7. Recipients of your personal data

 We will transfer your personal data to:

  • entities authorised by law, in particular:
    • medical entities in order to ensure continuity of treatment and availability of healthcare,
    • insurance companies,
    • public authorities entitled to obtain your data,
    • Narodowy Fundusz Zdrowia (National Health Fund), as part of the provision of benefits from public funds;
  • entities authorised by you;
  • entities that process your data on our behalf and in accordance with our instructions, to whom we outsource services such as IT and marketing;
  • entities that provide us with legal services (where this proves necessary for the establishment, investigation or defence of claims).

If you are a patient of another Medicover Polska entity (Medicover Forsakring AB (Publ) S.A. Oddział w Polsce, Denta Care sp. z o.o.), your contact details, i.e. home address, email address and telephone number will also be updated at this entity in order to ensure the highest quality of the treatment process conducted, in particular to facilitate contact with you.

8. Your rights in relation to your personal data processing

You have the following rights in relation to your personal data processing:

  1. the right to object your data processing for marketing purposes or quality and satisfaction surveys - as we process your data on the basis of our legitimate interest,
  2. the right to object your data processing on grounds of your particular situation - where we process your data on the basis of our legitimate interest for purposes other than in position a) above,
  3. the right to your personal data access,
  4. the right to request the rectification of your personal data,
  5. the right to request the erasure of your personal data, only if we are not obliged by law to process it,
  6. the right to request the restriction of your personal data processing,
  7. the right to your personal data portability.

To exercise the above rights, please contact us or our Data Protection Officer (contact details are at paragraphs 1 and 2 above).
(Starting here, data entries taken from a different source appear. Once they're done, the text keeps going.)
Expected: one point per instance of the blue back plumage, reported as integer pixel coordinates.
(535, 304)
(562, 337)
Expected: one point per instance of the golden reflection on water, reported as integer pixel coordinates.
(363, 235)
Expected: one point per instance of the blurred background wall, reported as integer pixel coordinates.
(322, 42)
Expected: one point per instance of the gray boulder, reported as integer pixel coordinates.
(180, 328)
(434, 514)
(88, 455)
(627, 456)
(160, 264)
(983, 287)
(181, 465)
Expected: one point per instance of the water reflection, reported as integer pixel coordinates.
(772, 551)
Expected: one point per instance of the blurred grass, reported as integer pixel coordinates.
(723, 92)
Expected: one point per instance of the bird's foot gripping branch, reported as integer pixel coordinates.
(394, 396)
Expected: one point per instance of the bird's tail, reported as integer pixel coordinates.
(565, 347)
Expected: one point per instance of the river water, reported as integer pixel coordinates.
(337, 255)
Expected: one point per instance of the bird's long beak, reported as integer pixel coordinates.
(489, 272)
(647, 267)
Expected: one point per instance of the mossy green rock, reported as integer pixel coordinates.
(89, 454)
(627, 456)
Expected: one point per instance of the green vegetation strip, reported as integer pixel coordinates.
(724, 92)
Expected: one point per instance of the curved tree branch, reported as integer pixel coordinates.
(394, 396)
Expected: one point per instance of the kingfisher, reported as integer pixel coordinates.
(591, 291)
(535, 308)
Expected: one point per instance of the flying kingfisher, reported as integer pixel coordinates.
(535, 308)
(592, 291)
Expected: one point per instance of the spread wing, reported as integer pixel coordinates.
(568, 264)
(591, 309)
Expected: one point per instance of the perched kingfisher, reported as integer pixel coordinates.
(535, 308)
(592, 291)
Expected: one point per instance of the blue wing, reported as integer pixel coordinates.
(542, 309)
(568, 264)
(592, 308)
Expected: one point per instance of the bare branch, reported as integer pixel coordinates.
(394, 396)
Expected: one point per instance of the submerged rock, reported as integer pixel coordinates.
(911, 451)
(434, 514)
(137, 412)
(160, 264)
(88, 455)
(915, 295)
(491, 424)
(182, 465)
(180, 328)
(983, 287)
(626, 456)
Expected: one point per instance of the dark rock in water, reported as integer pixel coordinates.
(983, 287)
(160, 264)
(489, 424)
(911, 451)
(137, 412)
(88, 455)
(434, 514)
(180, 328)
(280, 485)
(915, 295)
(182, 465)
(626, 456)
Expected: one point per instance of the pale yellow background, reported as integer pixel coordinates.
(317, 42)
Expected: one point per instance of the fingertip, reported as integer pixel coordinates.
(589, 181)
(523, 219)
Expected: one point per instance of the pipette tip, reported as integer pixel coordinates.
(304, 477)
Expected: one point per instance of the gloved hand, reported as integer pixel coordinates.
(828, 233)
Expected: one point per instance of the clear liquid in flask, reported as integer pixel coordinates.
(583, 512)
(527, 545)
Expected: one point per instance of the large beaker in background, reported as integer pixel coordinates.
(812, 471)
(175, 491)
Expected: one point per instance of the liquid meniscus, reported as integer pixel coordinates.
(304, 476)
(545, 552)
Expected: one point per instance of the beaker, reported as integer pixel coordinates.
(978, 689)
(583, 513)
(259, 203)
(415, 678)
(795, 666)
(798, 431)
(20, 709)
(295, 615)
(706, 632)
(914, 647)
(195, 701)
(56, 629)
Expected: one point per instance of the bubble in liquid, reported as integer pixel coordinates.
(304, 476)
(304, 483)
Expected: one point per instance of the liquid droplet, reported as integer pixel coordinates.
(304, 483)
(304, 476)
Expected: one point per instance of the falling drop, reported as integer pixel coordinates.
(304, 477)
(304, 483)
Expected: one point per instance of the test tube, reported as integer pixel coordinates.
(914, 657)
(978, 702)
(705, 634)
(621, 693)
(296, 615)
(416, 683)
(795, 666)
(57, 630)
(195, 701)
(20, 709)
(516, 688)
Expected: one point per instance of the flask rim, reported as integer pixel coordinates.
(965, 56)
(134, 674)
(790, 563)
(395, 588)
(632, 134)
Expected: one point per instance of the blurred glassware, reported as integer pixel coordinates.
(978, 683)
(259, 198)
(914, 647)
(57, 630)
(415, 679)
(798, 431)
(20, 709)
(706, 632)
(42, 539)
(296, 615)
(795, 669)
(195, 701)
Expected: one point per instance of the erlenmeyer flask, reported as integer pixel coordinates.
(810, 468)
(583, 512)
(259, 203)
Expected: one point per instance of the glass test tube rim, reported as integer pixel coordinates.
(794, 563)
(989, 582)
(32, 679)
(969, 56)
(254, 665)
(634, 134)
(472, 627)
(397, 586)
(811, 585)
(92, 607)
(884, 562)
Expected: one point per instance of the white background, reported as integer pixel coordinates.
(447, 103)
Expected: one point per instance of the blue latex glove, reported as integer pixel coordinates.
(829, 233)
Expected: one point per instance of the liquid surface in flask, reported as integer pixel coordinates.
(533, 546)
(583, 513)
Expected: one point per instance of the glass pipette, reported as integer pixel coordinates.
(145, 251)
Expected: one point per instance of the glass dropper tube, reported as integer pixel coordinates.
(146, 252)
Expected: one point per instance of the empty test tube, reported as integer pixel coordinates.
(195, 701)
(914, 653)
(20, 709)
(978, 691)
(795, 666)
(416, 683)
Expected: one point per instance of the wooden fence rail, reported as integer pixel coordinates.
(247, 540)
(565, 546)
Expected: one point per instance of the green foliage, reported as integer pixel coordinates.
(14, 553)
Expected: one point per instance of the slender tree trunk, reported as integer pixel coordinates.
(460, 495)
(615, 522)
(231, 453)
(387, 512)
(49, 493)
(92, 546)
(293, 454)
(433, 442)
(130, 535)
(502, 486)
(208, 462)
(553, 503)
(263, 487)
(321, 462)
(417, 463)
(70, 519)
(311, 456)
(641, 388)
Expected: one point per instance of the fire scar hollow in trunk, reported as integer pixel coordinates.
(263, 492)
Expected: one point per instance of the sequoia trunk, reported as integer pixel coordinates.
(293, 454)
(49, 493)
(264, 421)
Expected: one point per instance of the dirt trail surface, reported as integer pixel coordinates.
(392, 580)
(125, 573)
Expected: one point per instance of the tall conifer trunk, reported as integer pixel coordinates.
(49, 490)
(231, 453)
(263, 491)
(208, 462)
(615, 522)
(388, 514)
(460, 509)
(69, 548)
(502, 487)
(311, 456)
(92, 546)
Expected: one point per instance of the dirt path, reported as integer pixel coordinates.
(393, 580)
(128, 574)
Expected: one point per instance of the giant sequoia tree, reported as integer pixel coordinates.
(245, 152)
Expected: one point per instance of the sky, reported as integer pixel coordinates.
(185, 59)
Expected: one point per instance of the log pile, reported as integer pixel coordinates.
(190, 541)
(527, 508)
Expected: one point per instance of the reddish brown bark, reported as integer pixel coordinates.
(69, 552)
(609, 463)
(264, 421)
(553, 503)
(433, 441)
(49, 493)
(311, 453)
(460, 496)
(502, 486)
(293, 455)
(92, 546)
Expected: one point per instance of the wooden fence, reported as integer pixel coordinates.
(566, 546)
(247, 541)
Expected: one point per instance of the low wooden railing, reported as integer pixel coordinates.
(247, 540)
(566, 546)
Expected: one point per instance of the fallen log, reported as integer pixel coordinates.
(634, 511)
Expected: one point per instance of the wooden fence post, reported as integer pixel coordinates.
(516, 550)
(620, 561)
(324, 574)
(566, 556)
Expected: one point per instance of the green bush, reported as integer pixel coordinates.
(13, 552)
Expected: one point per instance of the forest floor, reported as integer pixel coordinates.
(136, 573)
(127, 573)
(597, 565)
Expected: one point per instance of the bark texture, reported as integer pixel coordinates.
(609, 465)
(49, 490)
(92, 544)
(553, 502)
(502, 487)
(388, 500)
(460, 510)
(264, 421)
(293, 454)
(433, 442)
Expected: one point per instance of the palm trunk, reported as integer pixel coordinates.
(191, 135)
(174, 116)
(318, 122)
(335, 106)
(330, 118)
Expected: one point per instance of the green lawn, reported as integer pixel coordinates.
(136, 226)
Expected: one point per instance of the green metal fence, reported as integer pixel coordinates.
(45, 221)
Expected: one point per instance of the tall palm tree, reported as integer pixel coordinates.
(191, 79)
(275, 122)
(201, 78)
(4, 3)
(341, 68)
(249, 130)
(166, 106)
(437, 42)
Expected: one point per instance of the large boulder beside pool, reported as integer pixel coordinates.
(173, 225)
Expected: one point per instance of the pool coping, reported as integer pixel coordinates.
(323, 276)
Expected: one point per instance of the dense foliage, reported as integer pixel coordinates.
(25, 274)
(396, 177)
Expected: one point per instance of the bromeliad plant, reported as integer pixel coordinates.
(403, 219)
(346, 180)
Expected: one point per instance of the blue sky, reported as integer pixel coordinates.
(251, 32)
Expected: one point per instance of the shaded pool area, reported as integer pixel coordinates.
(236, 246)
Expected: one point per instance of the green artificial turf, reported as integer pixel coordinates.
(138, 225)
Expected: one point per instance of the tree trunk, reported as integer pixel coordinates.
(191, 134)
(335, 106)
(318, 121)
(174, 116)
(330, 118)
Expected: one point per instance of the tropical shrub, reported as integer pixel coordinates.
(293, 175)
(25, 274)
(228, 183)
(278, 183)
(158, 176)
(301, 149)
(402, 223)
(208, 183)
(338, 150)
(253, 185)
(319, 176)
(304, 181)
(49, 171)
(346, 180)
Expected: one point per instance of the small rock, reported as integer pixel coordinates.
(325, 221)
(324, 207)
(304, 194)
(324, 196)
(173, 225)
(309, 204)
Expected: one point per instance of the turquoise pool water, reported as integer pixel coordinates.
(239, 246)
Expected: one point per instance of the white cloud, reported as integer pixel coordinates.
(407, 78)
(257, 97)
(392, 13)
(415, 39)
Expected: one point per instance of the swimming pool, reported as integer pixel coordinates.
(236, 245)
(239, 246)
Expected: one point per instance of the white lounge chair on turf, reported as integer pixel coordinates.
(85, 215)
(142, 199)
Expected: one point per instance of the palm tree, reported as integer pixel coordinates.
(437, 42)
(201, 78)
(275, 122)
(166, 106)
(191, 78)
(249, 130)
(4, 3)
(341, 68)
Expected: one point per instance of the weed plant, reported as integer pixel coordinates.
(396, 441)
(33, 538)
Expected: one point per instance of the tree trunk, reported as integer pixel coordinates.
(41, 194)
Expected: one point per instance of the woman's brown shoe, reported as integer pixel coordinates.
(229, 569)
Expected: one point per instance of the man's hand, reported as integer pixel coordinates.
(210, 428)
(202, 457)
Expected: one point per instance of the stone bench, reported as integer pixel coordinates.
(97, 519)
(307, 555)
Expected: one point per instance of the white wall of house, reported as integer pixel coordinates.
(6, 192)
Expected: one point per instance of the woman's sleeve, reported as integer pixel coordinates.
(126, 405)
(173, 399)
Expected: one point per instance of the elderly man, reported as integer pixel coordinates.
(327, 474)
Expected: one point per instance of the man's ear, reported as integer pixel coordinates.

The right to lodge a complaint with the authority

You also have the right to lodge a complaint with the supervisory authority in charge of personal data protection, i.e. the President of the Data Protection Authority.

The right to withdraw consent to the personal data processing

If your data is processed based on your consent, you have the right to withdraw it at any time without negative consequences. This does not affect the lawfulness of the processing carried out before the withdrawal of consent.

9. Data transmission to third countries

In order to ensure the highest possible quality of our services, we use other suppliers, e.g. for IT support. Accordingly, your personal data may be transferred outside the European Union. We assure you that, in such a case, the data transfer will be based on an appropriate agreement between us and such entity, containing standard data protection clauses adopted by the European Commission, or on the basis of a relevant decision of the European Commission.

10. Obligation to provide data

When using medical services, the personal data provision is a legal requirement. The data provision for the use of other types of services or for the conclusion of an agreement is voluntary, although failure to provide data will prevent the performance of services or the conclusion of an agreement.